XLSX are Just Text Files in a Trench Coat
It’s XML All the Way Down
A few years ago I was tasked to use an API with poor documentation that was only available in SOAP. Fortunately, there is a Python library called Zeep (docs.python-zeep.org/) – without it, I would have been completely lost. I grumbled through this task, feeling like I was working on something that if not already obsolete was well on its way.
Only recently, I learned that XLSX files are actually zipped XML files. So let’s take one apart:
1. Initial CSV File
Starting with a CSV file has about 1200 rows and 17 columns comes to 210 KB.

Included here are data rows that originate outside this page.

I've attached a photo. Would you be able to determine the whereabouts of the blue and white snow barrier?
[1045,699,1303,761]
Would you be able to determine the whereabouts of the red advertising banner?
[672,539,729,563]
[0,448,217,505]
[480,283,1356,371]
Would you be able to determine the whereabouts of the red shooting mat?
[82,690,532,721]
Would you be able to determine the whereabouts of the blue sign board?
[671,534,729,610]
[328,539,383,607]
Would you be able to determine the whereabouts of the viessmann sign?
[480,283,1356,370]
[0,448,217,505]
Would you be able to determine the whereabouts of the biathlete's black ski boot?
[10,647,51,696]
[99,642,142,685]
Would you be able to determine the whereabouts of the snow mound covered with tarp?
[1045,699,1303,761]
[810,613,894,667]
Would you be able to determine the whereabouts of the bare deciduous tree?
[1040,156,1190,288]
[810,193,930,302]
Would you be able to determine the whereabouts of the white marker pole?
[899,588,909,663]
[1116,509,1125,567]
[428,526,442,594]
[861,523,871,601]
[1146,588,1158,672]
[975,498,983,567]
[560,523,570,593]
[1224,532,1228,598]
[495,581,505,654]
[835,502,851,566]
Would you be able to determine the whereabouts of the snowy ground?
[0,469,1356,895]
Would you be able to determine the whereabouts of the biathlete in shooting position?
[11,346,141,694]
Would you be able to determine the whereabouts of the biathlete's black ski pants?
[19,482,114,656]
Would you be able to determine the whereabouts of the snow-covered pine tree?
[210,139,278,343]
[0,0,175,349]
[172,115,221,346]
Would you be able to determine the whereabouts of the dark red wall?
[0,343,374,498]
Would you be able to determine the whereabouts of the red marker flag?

user/downloads/ └── data.csv (210 KB)
2. CSV Saved as .xlsx
Since the file is zipped, saving it as a .xlsx file reduces the file size to 141 KB.

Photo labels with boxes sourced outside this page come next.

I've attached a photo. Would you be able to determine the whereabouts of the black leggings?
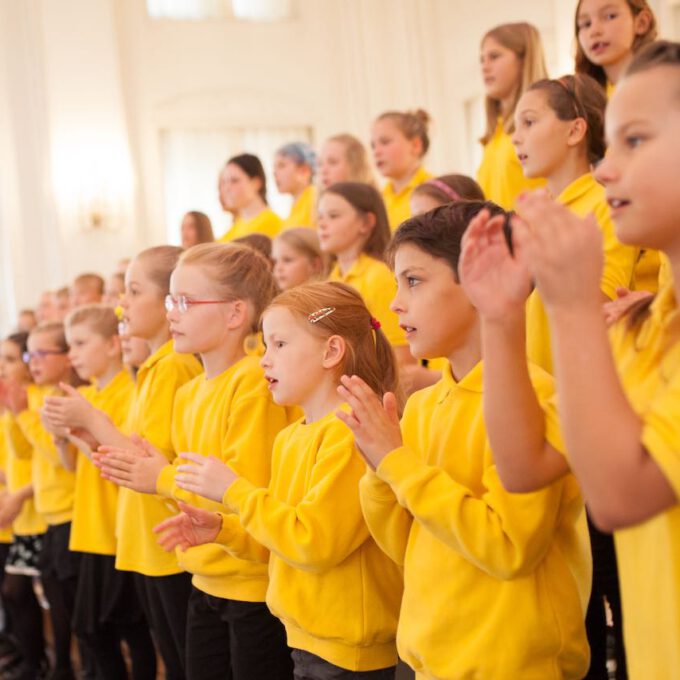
[2,574,45,674]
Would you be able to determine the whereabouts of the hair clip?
[307,307,335,323]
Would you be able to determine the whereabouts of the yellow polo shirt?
[114,340,202,576]
[280,184,317,231]
[360,362,588,680]
[610,278,680,680]
[526,173,639,373]
[477,118,545,210]
[328,253,408,347]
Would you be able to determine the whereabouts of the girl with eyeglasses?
[42,246,201,680]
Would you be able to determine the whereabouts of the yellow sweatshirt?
[382,167,432,231]
[0,411,47,536]
[16,385,75,525]
[157,357,288,602]
[280,184,317,231]
[218,413,401,671]
[116,341,202,576]
[610,283,680,680]
[219,207,282,243]
[69,370,135,555]
[361,363,591,680]
[477,118,545,210]
[526,173,639,373]
[328,253,408,347]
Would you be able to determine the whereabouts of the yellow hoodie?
[16,385,75,525]
[361,363,590,680]
[116,341,202,576]
[69,370,135,555]
[157,357,288,602]
[218,413,402,671]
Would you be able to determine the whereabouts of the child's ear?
[321,335,347,368]
[362,212,376,236]
[567,118,588,146]
[227,300,250,330]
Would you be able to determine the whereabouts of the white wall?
[0,0,677,331]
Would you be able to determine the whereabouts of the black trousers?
[187,588,293,680]
[135,572,191,680]
[293,649,397,680]
[584,517,628,680]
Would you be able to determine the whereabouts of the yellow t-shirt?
[328,253,408,347]
[115,341,202,576]
[526,173,639,373]
[382,167,432,231]
[16,385,76,526]
[219,208,282,243]
[280,184,316,231]
[69,370,135,555]
[0,411,47,536]
[157,357,288,602]
[360,363,588,680]
[610,286,680,680]
[219,413,404,671]
[477,118,545,210]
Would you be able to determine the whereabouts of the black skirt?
[73,553,144,635]
[5,534,44,576]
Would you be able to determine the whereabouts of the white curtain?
[162,127,311,244]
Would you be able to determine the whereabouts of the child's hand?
[92,435,169,493]
[175,453,238,503]
[3,380,28,415]
[336,375,403,470]
[43,383,94,427]
[458,210,531,320]
[513,190,604,308]
[604,288,653,326]
[153,502,222,552]
[40,408,68,439]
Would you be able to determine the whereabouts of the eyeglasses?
[21,349,68,364]
[165,295,233,314]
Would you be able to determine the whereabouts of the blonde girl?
[158,283,401,680]
[319,133,375,190]
[42,246,201,680]
[477,22,547,210]
[218,153,281,245]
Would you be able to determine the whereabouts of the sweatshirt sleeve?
[359,469,413,566]
[224,430,368,572]
[376,447,563,579]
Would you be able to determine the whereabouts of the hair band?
[307,307,335,323]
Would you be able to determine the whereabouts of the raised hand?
[458,210,532,320]
[336,375,403,469]
[175,453,238,503]
[43,383,95,427]
[92,435,169,493]
[513,190,604,308]
[154,502,222,552]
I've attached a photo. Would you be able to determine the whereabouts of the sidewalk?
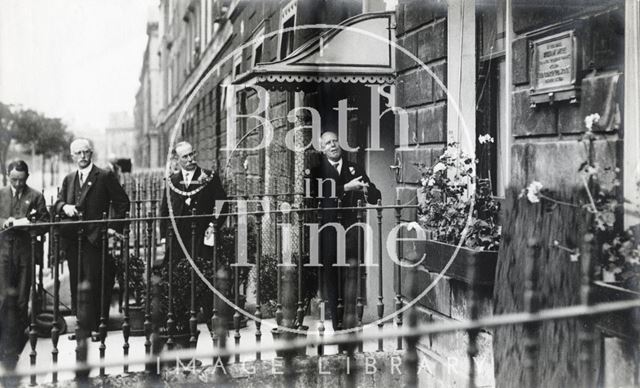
[18,306,395,384]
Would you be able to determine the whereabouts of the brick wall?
[396,0,447,219]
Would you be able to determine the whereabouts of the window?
[476,1,509,197]
[233,49,242,78]
[278,0,297,59]
[251,26,264,66]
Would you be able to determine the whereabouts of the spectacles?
[180,151,198,159]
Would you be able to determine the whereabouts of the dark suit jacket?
[0,186,49,263]
[160,167,227,255]
[307,156,381,226]
[54,165,129,245]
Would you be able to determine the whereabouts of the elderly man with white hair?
[54,139,129,330]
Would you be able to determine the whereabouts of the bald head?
[69,138,93,169]
[174,141,198,171]
[320,131,342,162]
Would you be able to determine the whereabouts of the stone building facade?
[136,0,640,386]
[133,16,161,168]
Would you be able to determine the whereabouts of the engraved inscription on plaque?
[530,31,579,107]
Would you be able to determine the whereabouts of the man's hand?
[2,217,16,229]
[344,176,369,193]
[62,205,78,217]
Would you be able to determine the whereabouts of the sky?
[0,0,158,133]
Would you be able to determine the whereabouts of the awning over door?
[234,12,395,88]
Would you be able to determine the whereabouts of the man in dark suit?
[160,141,227,257]
[307,131,381,330]
[160,142,227,324]
[0,160,49,363]
[54,139,129,330]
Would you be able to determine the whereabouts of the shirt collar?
[78,162,93,180]
[329,158,342,174]
[9,185,24,197]
[181,168,196,178]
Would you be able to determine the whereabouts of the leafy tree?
[12,109,73,185]
[0,102,15,186]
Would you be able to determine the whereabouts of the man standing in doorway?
[54,139,129,330]
[160,141,227,319]
[307,131,381,330]
[160,141,227,257]
[0,160,49,365]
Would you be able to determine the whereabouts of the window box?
[419,240,498,286]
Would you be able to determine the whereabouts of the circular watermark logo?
[165,24,475,334]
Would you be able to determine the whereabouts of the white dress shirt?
[182,170,196,187]
[329,158,342,175]
[78,163,93,187]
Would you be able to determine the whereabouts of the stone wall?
[396,0,494,387]
[494,1,624,387]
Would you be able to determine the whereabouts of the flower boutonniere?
[198,170,212,184]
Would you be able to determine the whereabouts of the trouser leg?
[16,256,35,344]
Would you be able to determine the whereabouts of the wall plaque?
[530,30,580,108]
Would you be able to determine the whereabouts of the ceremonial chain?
[167,172,213,197]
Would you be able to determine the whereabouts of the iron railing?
[0,183,640,387]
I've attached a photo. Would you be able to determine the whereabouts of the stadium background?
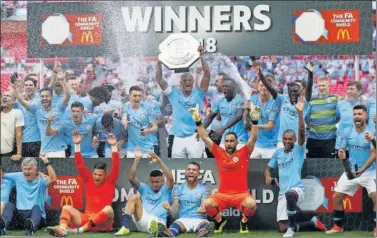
[1,1,376,234]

user/downloads/ ├── data.csv (210 KB) └── data.xlsx (141 KB)
3. Formatted .xlsx File
Creating a formatted table and changing the fonts increases the size of the file to 768 KB.
user/downloads/ ├── data.csv (210 KB) └── data.xlsx (768 KB)
4. Now you can change the file extension to .zip and unzip the file to see the contents
What we thought was a single file is actually a nested folder structure.
├── xl/ │ ├── _rels/ │ │ └── workbook.xml.rels │ ├── theme/ │ │ └── theme1.xml │ ├── worksheets/ │ │ └── sheet1.xml │ ├── styles.xml │ ├── workbook.xml │ └── sharedStrings.xml
Now the weird changes in file size and why some (relatively) small XLSX files take so long to open almost makes sense. When I heard it was the Microsoft standard since 2007, I instantly assumed it was some nefarious plot to consolidate their market share. But actually, it opened up Excel from a proprietary to an open format called Office Open XML (OOXML). My bad Microsoft. I guess I should have read the ISO/IEC 29500:2008 standard before jumping to conclusions.
XML Forever?
XML (eXtensible Markup Language) was created in the late 1990s to replace SGML which I am guessing was a replacement for something else. JSON (JavaScript Object Notation) is a lighter weight alternative but obviously ther are still many applications where XML is the better choice. Or in the case of XLSX, the only choice.